Sometimes older films, and particularly influential ones, can gain an almost legendary status, making it almost immune from criticism and somehow admitting it to the ephemeral canon of cinema, a phenomenon that should perhaps be called The Citizen Kane effect. Metropolis, Fritz Lang’s silent sci-fi, is one such film, lent even more mythical status by the events that surround the film’s history. Costing 5 million reichmarks but making only 75000 back, upon release Metropolis was seen a giant flop and copies of it were summarily destroyed. As a result, reels and reels of it were missing for decades, so various different cuts had existed ever since, including one by Giorgio Moroder (available in HD with this edition). In 2008 a copy of it was found in a film museum in Buenos Aires, and much of what was lost was restored for the 2010 re-release, a landmark discovery for fans of sci-fi and film archiving. This is, for now, the definitive cut and as close to what audiences saw in 1927 as is possible. Historically, therefore, it’s a fascinating film, as you see what the big budget flops looked like in the twenties, and you can work out how various shots were achieved with fairly limited technology.

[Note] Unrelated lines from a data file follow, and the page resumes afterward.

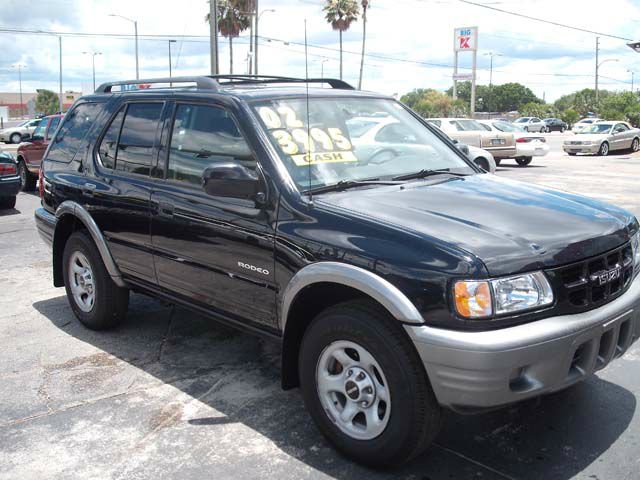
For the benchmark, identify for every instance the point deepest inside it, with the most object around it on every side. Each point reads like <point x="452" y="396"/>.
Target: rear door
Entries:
<point x="119" y="196"/>
<point x="215" y="251"/>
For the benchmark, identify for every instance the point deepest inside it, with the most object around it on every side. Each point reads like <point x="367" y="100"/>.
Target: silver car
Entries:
<point x="603" y="137"/>
<point x="531" y="124"/>
<point x="20" y="132"/>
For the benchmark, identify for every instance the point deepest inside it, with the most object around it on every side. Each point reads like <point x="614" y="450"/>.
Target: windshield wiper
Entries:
<point x="424" y="173"/>
<point x="346" y="184"/>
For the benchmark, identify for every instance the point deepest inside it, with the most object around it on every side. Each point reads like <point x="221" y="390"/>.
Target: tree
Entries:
<point x="365" y="6"/>
<point x="341" y="14"/>
<point x="432" y="103"/>
<point x="234" y="16"/>
<point x="47" y="102"/>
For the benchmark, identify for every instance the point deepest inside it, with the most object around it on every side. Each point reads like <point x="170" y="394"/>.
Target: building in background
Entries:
<point x="11" y="100"/>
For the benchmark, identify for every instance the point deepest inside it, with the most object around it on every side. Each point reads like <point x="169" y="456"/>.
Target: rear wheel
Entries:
<point x="365" y="387"/>
<point x="604" y="149"/>
<point x="95" y="299"/>
<point x="7" y="202"/>
<point x="27" y="180"/>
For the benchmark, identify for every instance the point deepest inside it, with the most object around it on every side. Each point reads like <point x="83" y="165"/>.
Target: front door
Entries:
<point x="215" y="251"/>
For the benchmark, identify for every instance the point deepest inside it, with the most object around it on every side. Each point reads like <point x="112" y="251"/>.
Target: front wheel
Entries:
<point x="365" y="387"/>
<point x="604" y="149"/>
<point x="94" y="298"/>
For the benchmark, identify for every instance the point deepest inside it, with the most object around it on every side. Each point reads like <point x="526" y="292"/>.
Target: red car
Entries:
<point x="30" y="153"/>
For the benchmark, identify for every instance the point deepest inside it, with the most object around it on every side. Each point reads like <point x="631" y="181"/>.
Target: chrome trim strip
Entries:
<point x="69" y="207"/>
<point x="367" y="282"/>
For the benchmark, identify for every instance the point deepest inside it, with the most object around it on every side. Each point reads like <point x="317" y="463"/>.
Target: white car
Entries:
<point x="584" y="123"/>
<point x="20" y="132"/>
<point x="382" y="134"/>
<point x="531" y="124"/>
<point x="528" y="145"/>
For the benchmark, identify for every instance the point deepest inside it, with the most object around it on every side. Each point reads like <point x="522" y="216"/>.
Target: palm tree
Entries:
<point x="234" y="16"/>
<point x="365" y="6"/>
<point x="341" y="14"/>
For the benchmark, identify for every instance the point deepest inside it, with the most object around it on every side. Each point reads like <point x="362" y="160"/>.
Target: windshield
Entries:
<point x="597" y="128"/>
<point x="507" y="127"/>
<point x="352" y="139"/>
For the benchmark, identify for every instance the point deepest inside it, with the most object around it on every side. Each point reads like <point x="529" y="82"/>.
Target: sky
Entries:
<point x="409" y="42"/>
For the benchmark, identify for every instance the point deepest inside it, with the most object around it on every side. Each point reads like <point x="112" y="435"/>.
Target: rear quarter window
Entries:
<point x="71" y="133"/>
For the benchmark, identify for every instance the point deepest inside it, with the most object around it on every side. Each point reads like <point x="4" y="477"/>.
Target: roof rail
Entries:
<point x="213" y="82"/>
<point x="202" y="83"/>
<point x="249" y="79"/>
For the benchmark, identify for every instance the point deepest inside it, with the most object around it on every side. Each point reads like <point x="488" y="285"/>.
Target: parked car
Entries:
<point x="470" y="132"/>
<point x="604" y="137"/>
<point x="555" y="125"/>
<point x="528" y="145"/>
<point x="397" y="285"/>
<point x="381" y="136"/>
<point x="9" y="181"/>
<point x="584" y="123"/>
<point x="531" y="124"/>
<point x="29" y="155"/>
<point x="20" y="132"/>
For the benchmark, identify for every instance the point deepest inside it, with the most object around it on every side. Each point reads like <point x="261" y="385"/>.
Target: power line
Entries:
<point x="550" y="22"/>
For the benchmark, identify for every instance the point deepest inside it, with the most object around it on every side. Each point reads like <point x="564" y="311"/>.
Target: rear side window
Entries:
<point x="137" y="138"/>
<point x="109" y="145"/>
<point x="203" y="135"/>
<point x="73" y="130"/>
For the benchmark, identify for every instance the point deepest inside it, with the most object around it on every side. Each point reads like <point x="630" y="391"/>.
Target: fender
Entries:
<point x="388" y="295"/>
<point x="69" y="207"/>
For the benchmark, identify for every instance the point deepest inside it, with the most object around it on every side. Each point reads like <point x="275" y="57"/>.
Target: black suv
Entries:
<point x="399" y="277"/>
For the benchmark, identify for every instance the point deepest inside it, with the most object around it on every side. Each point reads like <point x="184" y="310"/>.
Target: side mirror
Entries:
<point x="462" y="147"/>
<point x="230" y="179"/>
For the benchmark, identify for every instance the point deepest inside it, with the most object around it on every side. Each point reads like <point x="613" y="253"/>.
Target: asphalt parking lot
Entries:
<point x="170" y="394"/>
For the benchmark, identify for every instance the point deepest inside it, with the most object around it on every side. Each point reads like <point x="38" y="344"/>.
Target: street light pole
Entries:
<point x="93" y="65"/>
<point x="135" y="32"/>
<point x="255" y="35"/>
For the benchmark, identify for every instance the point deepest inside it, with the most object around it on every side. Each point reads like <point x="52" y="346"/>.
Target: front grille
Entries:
<point x="593" y="282"/>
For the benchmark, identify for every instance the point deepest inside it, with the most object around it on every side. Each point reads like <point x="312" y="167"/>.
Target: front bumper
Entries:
<point x="593" y="148"/>
<point x="46" y="225"/>
<point x="472" y="371"/>
<point x="9" y="186"/>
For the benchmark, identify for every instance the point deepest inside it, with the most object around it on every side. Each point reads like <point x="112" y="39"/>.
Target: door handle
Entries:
<point x="165" y="209"/>
<point x="88" y="189"/>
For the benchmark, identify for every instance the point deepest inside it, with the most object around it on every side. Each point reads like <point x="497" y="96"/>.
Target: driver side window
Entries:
<point x="201" y="136"/>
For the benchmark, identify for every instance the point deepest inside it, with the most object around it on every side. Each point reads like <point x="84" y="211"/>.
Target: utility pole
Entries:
<point x="60" y="55"/>
<point x="170" y="42"/>
<point x="135" y="33"/>
<point x="213" y="35"/>
<point x="93" y="65"/>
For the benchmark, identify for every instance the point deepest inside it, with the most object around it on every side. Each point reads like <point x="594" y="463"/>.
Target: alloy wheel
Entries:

Visually, as well, Metropolis is a marvel, rightly remembered for its dystopian world-building and incredible sets. Dystopias are ten-a-penny in cinema these days, thanks to the boom in young adult literature that seems obsessed with teenagers dying, but one can only imagine what it was like seeing such a monumental vision of the future on film in the 1920s. The rich tower over the poor, who all trudge around in dark jumpsuits, suggesting that ‘The Roaring Twenties’ were only roaring for some of the population. With hindsight, the spectre of the great depression looms large over the film, a blight that would strike Germany only three years after Fritz Lang’s prescient film. It’s an impressive, thoughtful and at times dazzling sci-fi, and many modern films in the genre show directly its influence, sometimes outright copying it in their admiration for this dystopian titan. As such, it’s essential viewing for anyone with an interest in science fiction, and this Blu Ray edition from Eureka’s Masters of Cinema collection, with documentaries, explanatory titles and essays to accompany it, is the perfect introduction to such a revered classic.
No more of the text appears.